Rechtsfehlerhaft ist, dass das Landgericht mit keinem Wort substantiiert ausführt, aus welchen Gründen die zeitlichen Betrachtungen des Amtsgerichts unzutreffend sein sollen. Die pauschale Begründung, der Tatzeitpunkt sei nicht feststellbar, lässt jegliche Anknüpfung an das Ersturteil vermissen.

Die Begründung des Landgerichts trägt den Freispruch der Angeklagten nicht.
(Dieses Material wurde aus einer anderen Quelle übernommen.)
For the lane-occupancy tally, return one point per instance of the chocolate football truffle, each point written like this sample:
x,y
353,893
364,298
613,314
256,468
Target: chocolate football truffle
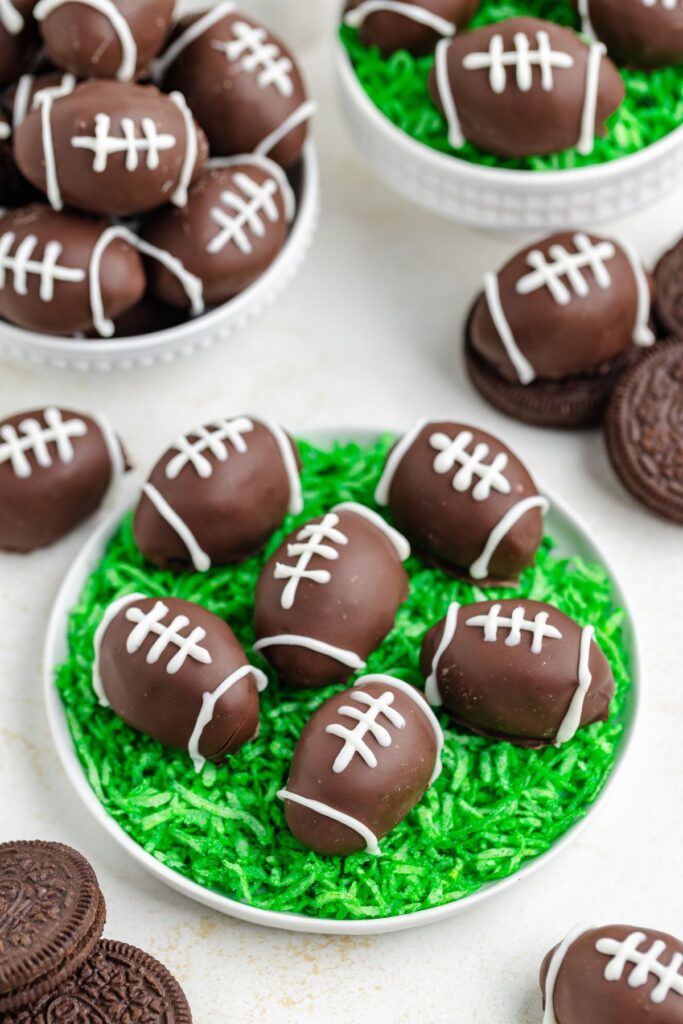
x,y
62,272
519,671
364,761
241,82
218,494
524,87
556,327
18,39
103,38
637,33
235,224
416,27
613,975
465,500
111,147
329,595
176,672
55,468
3. Für das weitere Verfahren ist ggfs. davon auszugehen, dass die Ausländerbehörde die Duldung entsprechend der Weisung des Bay. Staatsministeriums des Innern vom 14.5.2003 mit dem Zusatz erteilt hat, dass diese keinen Ausweisersatz im Sinne des § 39 Abs. 1 AuslG darstellt. In einer neuen Hauptverhandlung wird dann unter Berücksichtigung obiger Ausführungen als verwaltungsrechtliche Vorfrage zu prüfen sein, ob die Ausländerbehörde zu Recht die Zumutbarkeit der Passbeschaffung bejahte und deshalb nur eine sog. Blattduldung ausstellen durfte oder ob anderenfalls ein Anspruch auf eine qualifizierte Duldung bestand, die eine Strafbarkeit wegen passlosen Aufenthaltes entfallen ließe.

Nach den Feststellungen der Strafkammer zum Verhalten der Angeklagten kommt jedenfalls eine Strafbarkeit gemäß § 92 Abs. 1 Nr. 2 AuslG schon deshalb in Betracht, weil sich die Angeklagte von vorneherein strikt weigert, einen Antrag auf Erteilung einer iranischen Kennkarte (als Vorstufe zur Passerteilung) zu stellen und sich daher, wie ausgeführt, grundsätzlich die Annahme verbietet, ein Pass sei nicht in zumutbarer Weise zu erlangen.

Der Tatrichter wird in der neuen Hauptverhandlung auch zu prüfen haben, ob der seit Inkrafttreten des Zuwanderungsgesetzes vom 30.7.2004 (BGBl. I 1950, 1982 ff.) mit Wirkung vom 1.1.2005 geltende Tatbestand nach § 95 Abs. 1 Nr. 2 AufenthG das mildere Recht ist (§ 2 Abs. 3 StGB).